What this tells black voters is that these people will accept second class treatment for themselves. The question becomes if they don't stand up for themselves, will they stand up for their constituents? And people will not take that chance. Nor should they.
Third, why should I support a party which opposes much of what will actually benefit black people. GOP policy seems to be designed to hurt the working poor and working class. What do they offer people except a naked appeal to religion and fake patriotism?
When people make the flawed argument that one party takes us for granted and the other ignores us, they forget that the other party doesn't ignore us, they run against up.
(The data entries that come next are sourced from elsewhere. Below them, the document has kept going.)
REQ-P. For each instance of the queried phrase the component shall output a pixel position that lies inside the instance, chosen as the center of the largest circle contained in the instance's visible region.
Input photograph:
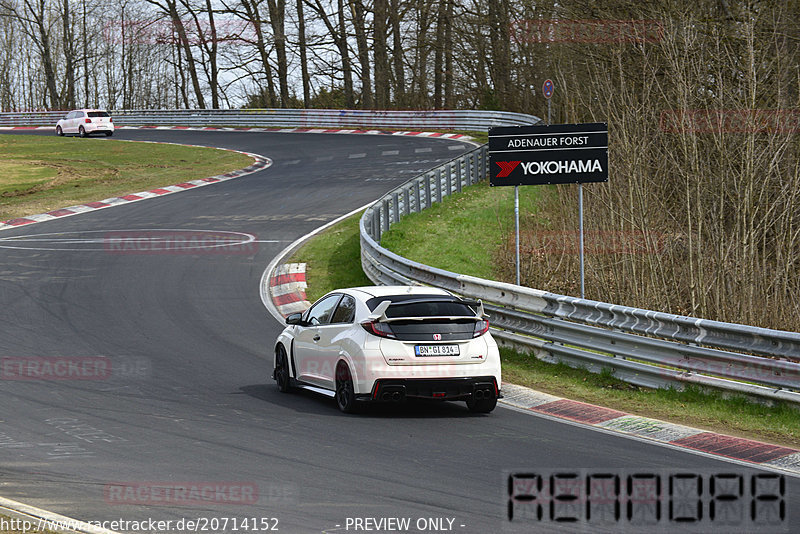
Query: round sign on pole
(548, 88)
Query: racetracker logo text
(181, 493)
(58, 368)
(179, 242)
(550, 167)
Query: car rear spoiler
(379, 313)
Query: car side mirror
(295, 319)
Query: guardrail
(643, 347)
(293, 118)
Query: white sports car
(388, 344)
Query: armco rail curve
(643, 347)
(293, 118)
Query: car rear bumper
(461, 388)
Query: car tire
(345, 392)
(481, 405)
(281, 373)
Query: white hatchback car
(388, 344)
(84, 122)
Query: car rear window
(422, 306)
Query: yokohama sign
(560, 154)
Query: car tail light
(379, 329)
(481, 327)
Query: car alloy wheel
(345, 392)
(282, 370)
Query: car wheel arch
(346, 359)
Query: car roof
(366, 292)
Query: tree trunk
(277, 15)
(301, 28)
(381, 55)
(397, 56)
(251, 8)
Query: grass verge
(40, 174)
(333, 259)
(462, 235)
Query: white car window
(321, 312)
(346, 311)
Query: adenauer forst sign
(559, 154)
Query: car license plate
(436, 350)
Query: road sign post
(560, 154)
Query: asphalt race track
(190, 401)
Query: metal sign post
(560, 154)
(580, 231)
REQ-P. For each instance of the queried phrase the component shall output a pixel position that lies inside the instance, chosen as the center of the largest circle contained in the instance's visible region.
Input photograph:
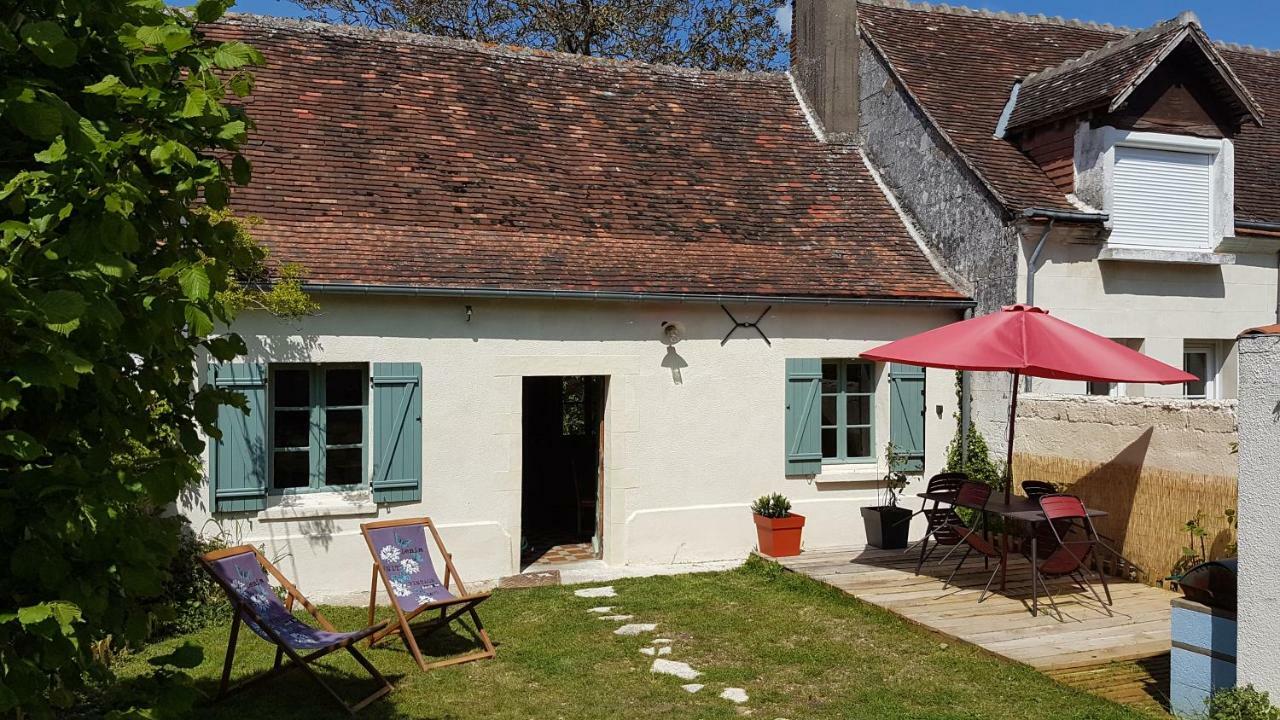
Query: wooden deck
(1119, 652)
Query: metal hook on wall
(753, 324)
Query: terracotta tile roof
(960, 65)
(385, 158)
(1092, 80)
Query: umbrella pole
(1009, 458)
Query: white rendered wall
(1258, 632)
(682, 459)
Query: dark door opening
(562, 429)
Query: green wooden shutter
(397, 408)
(803, 417)
(906, 415)
(237, 461)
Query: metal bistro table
(1018, 507)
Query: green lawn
(799, 648)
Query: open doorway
(562, 433)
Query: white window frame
(1212, 147)
(1211, 368)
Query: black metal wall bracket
(753, 324)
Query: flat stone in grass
(673, 668)
(735, 695)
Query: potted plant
(887, 524)
(777, 528)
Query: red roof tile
(961, 64)
(387, 158)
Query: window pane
(1196, 364)
(344, 427)
(343, 466)
(859, 377)
(859, 410)
(830, 372)
(344, 386)
(859, 442)
(292, 388)
(291, 428)
(292, 469)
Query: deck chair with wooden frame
(242, 573)
(403, 563)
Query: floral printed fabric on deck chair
(242, 573)
(403, 561)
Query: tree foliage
(113, 132)
(716, 35)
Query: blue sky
(1252, 22)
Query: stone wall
(1151, 463)
(960, 222)
(1258, 633)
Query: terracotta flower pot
(778, 537)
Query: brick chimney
(824, 64)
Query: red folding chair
(1064, 514)
(974, 496)
(942, 519)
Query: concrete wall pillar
(1258, 638)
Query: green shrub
(772, 506)
(1242, 703)
(191, 600)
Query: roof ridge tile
(421, 39)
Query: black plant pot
(887, 527)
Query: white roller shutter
(1161, 199)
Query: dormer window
(1162, 194)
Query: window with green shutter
(318, 434)
(848, 411)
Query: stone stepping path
(636, 628)
(735, 695)
(658, 647)
(673, 668)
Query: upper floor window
(1162, 194)
(318, 427)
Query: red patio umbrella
(1027, 341)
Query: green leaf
(33, 614)
(231, 55)
(54, 153)
(110, 85)
(195, 282)
(216, 195)
(17, 443)
(62, 306)
(35, 119)
(195, 104)
(48, 42)
(184, 656)
(197, 322)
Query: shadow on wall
(1148, 506)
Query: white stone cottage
(565, 302)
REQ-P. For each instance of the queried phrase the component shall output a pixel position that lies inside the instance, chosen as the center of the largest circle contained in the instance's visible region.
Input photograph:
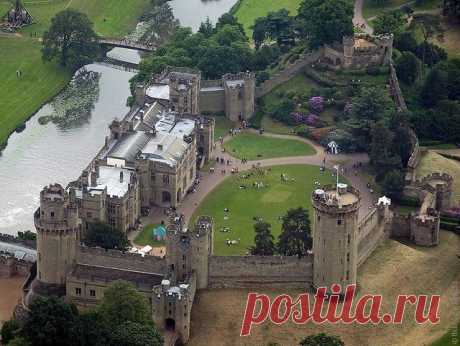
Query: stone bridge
(127, 44)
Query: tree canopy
(325, 21)
(71, 39)
(321, 339)
(295, 238)
(264, 244)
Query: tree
(393, 184)
(123, 303)
(408, 68)
(10, 330)
(71, 39)
(136, 334)
(106, 236)
(321, 339)
(50, 322)
(264, 245)
(295, 238)
(389, 23)
(325, 21)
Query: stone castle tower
(335, 243)
(58, 228)
(188, 253)
(189, 250)
(239, 95)
(184, 91)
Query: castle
(149, 160)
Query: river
(44, 154)
(192, 12)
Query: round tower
(348, 50)
(58, 227)
(335, 243)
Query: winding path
(209, 181)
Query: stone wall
(290, 71)
(120, 260)
(212, 101)
(259, 271)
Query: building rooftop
(129, 146)
(158, 91)
(165, 148)
(115, 179)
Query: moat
(44, 153)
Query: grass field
(373, 8)
(268, 203)
(392, 270)
(21, 97)
(254, 147)
(146, 238)
(111, 18)
(249, 10)
(434, 162)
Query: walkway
(209, 181)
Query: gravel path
(209, 181)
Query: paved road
(209, 181)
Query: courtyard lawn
(146, 237)
(268, 203)
(21, 97)
(256, 147)
(434, 162)
(249, 10)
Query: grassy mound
(268, 202)
(256, 147)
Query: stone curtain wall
(371, 231)
(120, 260)
(259, 271)
(290, 71)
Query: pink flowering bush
(316, 104)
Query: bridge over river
(127, 44)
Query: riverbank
(22, 97)
(11, 293)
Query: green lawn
(111, 18)
(19, 98)
(268, 203)
(451, 338)
(145, 237)
(249, 10)
(223, 124)
(372, 8)
(255, 147)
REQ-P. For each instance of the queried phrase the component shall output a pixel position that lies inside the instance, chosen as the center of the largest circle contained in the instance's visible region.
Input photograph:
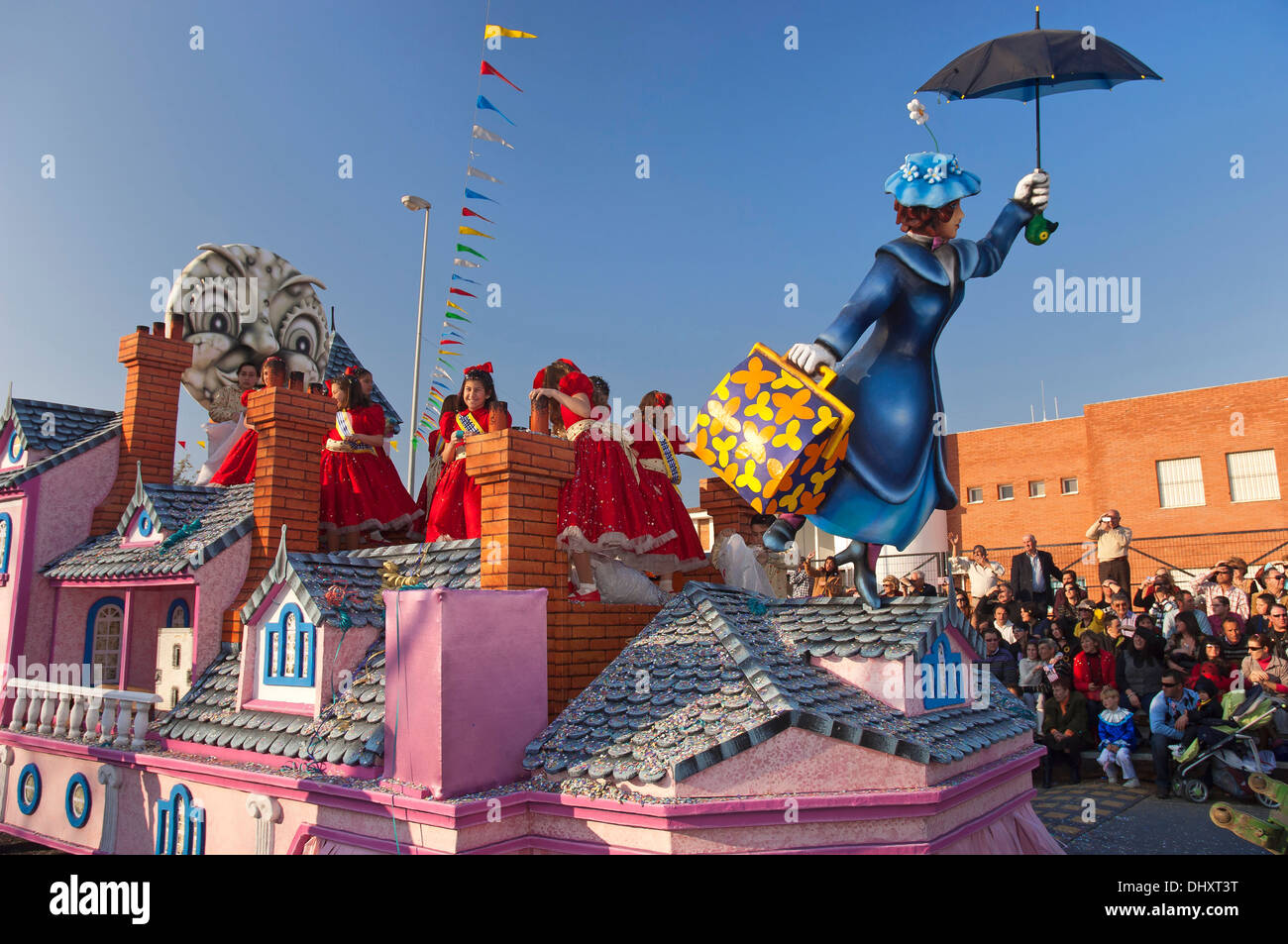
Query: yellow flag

And people like Massie and Jesse Lee Peterson trade in the worst anti-black stereotypes for their white patrons, that blacks are violent and lazy, slandering the millions of hard working poor and working class blacks, do Republicans expect these people to get support? Do they think they can buy a few ministers and then render our critical faculties inert?
This is not a debate about policy, because Black Republicans don't offer policy alternatives. This is a debate about character, one that they fail constantly. They are insulted and degraded in black America because they cannot lead, are greedy and self-serving and expect people to act against their own interest. Sure, they can whine about negative depictions, but much of that is caused by their own lack of character and craven pandering. All they do is run on race, not ideas.
Martin Luther King said he wanted to see a day when a man is judged on the content of his character. Well for Michael Steele, John McWhorter and Jesse Lee Peterson, that day has come, and they have been found sorely wanting. A fact that their defenders want to pretend hasn't happened. But it has and they will be confronted with it time and again, no matter how many apologies they demand or how many of they white supporters cry racism.